L’organisation onusienne, de son côté, suit la situation avec une « vive préoccupation ». Ses responsables ont déjà indiqué que l’intégrité des sites classés doit être préservée « quoi qu’il arrive », en vertu des engagements internationaux. Mais sans accès sécurisé aux zones bombardées, les équipes de l’Unesco ne peuvent encore dresser un bilan exhaustif des destructions.
Un héritage multimillénaire en péril
Tyr, l’une des plus anciennes villes de la Méditerranée, est célèbre pour ses ruines romaines, ses arènes et sa nécropole. Fondée par les Phéniciens, elle a été un carrefour commercial et culturel majeur. Son classement à l’Unesco en 1984 en faisait un symbole de l’histoire commune de l’humanité. Aujourd’hui, ses monuments subissent les vibrations et les ondes de choc des explosions répétées, tandis que les fragments de mosaïques et de sculptures antiques jonchent le sol autour des cratères d’obus.

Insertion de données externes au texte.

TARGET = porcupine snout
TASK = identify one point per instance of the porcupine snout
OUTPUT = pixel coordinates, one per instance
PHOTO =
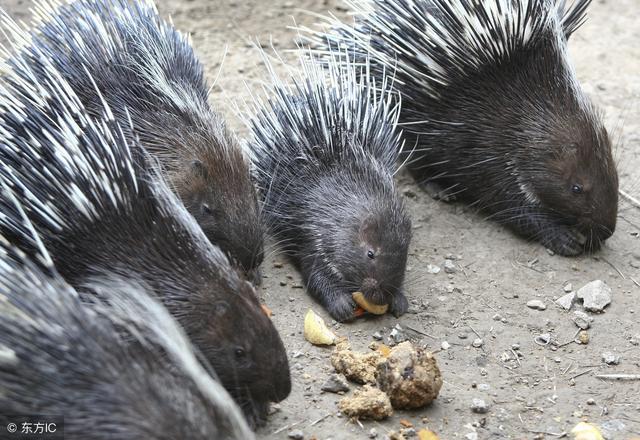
(372, 291)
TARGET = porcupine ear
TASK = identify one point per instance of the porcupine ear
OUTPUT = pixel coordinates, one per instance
(574, 16)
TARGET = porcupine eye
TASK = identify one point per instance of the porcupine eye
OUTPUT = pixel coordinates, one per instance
(577, 188)
(240, 354)
(206, 209)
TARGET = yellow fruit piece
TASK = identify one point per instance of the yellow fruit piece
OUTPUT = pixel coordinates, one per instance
(376, 309)
(425, 434)
(586, 431)
(316, 331)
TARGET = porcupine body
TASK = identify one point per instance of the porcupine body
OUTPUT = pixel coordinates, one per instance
(325, 153)
(493, 113)
(60, 357)
(146, 70)
(99, 212)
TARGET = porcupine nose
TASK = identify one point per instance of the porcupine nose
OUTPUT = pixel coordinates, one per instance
(371, 290)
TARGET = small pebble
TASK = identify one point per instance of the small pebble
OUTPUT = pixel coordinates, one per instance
(536, 304)
(583, 337)
(450, 267)
(479, 406)
(397, 334)
(596, 296)
(566, 301)
(610, 358)
(432, 268)
(582, 320)
(296, 435)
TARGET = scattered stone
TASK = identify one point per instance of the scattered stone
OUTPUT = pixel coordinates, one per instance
(610, 358)
(367, 403)
(397, 334)
(611, 427)
(583, 337)
(582, 320)
(479, 406)
(566, 301)
(296, 435)
(543, 339)
(596, 296)
(536, 304)
(432, 268)
(357, 367)
(450, 266)
(336, 383)
(410, 376)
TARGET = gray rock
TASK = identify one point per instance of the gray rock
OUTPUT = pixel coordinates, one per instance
(336, 383)
(582, 320)
(450, 266)
(397, 334)
(611, 427)
(566, 301)
(432, 268)
(536, 304)
(596, 295)
(296, 435)
(479, 406)
(610, 358)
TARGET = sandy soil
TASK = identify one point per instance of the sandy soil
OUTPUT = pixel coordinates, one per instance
(547, 388)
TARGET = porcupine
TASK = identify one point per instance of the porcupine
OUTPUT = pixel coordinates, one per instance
(99, 212)
(325, 155)
(493, 112)
(61, 357)
(145, 69)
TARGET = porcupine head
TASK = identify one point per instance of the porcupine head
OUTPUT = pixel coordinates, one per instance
(367, 248)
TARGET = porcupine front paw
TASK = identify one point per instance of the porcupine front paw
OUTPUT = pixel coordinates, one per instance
(341, 307)
(399, 304)
(566, 242)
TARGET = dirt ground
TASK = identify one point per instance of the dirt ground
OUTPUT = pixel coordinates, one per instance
(547, 390)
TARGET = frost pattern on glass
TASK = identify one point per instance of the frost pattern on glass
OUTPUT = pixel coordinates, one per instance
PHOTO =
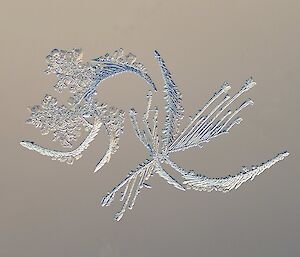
(85, 113)
(204, 126)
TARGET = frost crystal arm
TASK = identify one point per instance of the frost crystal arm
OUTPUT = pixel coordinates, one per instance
(174, 108)
(132, 188)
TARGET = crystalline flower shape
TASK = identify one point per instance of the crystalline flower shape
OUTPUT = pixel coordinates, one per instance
(82, 79)
(204, 126)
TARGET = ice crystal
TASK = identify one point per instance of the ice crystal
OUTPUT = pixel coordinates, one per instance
(84, 112)
(204, 126)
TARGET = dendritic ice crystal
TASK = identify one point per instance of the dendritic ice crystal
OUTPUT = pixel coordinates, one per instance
(85, 113)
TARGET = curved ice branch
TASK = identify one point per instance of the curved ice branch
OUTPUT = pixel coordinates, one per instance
(67, 156)
(224, 184)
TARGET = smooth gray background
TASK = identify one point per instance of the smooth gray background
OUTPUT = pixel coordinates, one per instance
(51, 209)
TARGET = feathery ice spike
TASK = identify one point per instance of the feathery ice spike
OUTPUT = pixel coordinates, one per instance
(204, 126)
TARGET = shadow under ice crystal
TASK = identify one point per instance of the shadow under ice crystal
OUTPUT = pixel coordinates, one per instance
(84, 112)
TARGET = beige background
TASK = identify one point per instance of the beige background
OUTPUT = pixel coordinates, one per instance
(50, 209)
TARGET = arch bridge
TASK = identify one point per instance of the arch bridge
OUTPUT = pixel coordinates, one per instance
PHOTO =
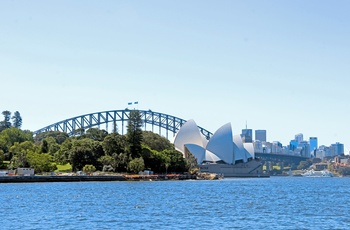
(154, 119)
(96, 120)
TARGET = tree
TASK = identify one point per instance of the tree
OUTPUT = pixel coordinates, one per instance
(134, 134)
(11, 135)
(19, 152)
(83, 152)
(107, 161)
(95, 134)
(49, 145)
(304, 164)
(41, 162)
(60, 137)
(44, 146)
(156, 142)
(5, 124)
(62, 155)
(2, 165)
(136, 165)
(17, 120)
(89, 169)
(114, 143)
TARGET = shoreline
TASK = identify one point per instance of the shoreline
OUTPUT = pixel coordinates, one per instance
(34, 179)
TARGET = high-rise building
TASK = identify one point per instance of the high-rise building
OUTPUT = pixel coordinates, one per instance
(247, 135)
(337, 149)
(313, 145)
(299, 137)
(260, 135)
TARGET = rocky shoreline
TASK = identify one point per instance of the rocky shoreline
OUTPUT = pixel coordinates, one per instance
(74, 178)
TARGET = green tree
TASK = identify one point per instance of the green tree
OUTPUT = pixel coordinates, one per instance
(44, 146)
(62, 155)
(114, 143)
(95, 134)
(136, 165)
(11, 135)
(156, 142)
(107, 161)
(41, 162)
(134, 134)
(60, 137)
(17, 120)
(121, 161)
(49, 145)
(304, 164)
(89, 169)
(177, 162)
(19, 152)
(83, 152)
(5, 124)
(2, 156)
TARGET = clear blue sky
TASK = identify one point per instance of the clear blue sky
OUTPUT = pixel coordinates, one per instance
(282, 66)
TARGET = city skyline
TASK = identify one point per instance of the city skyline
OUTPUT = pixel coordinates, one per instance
(279, 66)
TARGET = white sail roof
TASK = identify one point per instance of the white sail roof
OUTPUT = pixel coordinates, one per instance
(221, 146)
(188, 134)
(221, 143)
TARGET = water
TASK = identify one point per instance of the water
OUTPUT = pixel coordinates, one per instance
(270, 203)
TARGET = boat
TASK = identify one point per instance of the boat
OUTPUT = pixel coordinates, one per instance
(252, 168)
(313, 173)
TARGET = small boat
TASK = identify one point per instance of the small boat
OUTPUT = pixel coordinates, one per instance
(313, 173)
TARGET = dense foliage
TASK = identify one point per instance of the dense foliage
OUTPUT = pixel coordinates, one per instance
(89, 150)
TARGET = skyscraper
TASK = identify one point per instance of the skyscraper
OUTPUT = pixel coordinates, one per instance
(260, 135)
(313, 143)
(299, 137)
(247, 135)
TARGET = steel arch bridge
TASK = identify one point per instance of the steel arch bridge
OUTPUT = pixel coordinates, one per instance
(93, 120)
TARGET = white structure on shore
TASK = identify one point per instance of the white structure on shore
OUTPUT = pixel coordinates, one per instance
(223, 147)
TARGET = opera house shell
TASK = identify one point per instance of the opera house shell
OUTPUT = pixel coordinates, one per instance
(224, 153)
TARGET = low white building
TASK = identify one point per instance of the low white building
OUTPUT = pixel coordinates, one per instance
(25, 172)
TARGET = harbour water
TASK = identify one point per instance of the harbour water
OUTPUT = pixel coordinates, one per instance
(255, 203)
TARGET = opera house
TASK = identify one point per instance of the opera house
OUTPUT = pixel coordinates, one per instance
(224, 153)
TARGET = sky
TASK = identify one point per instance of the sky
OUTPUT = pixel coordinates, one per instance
(282, 66)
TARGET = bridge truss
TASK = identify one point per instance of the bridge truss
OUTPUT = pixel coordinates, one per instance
(95, 120)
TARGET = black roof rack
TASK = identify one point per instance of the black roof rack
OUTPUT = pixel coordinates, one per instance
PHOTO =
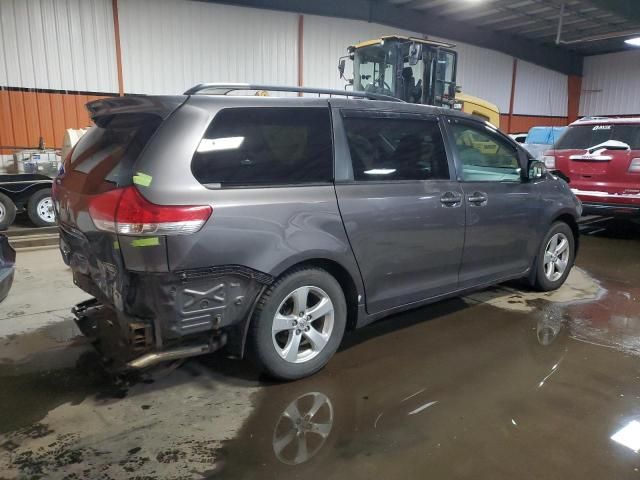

Les habitants des zones voisines, déplacés par les combats, ne peuvent plus accéder au site. Des chercheurs libanais ont documenté plusieurs impacts à proximité immédiate des vestiges, dont certains ont fissuré des structures en pierre vieilles de plusieurs siècles. Si les dégâts directs restent limités pour l’instant, le risque d’un effondrement partiel ou d’une destruction irréversible est jugé « extrêmement élevé » par les experts.
La position de l’État hébreu
Interrogée sur ces frappes, l’armée israélienne assure ne pas viser intentionnellement des sites culturels et accuse le Hezbollah d’utiliser les zones habitées et patrimoniales comme boucliers ou bases arrière. Les autorités israéliennes n’ont pas répondu officiellement à l’appel libanais devant l’Unesco, mais des sources diplomatiques indiquent qu’elles se disent prêtes à respecter « les règles du droit de la guerre » tant que leurs opérations militaires ne sont pas entravées.
Nouveau précédent inquiétant
Pour les spécialistes du patrimoine, le cas de Tyr s’inscrit dans une série d’atteintes aux biens culturels lors des conflits au Moyen-Orient. Les précédents d’Alep, Palmyre ou Mossoul ont montré que les destructions, qu’elles soient délibérées ou collatérales, laissent des cicatrices durables. L’Unesco, souvent démunie face aux dynamiques de guerre, tente ici de jouer son rôle de médiateur et de garant.
La réunion de ce lundi à Paris pourrait déboucher sur une résolution condamnant les frappes et appelant à un cessez-le-feu localisé autour des zones classées. Les diplomates espèrent au moins obtenir la mise en place d’un « bouclier culturel » (zone de protection spéciale) sous l’égide de l’ONU. En attendant, les pierres de Tyr continuent de trembler sous les bombes, tandis que le monde se demande quel héritage il laissera aux générations futures.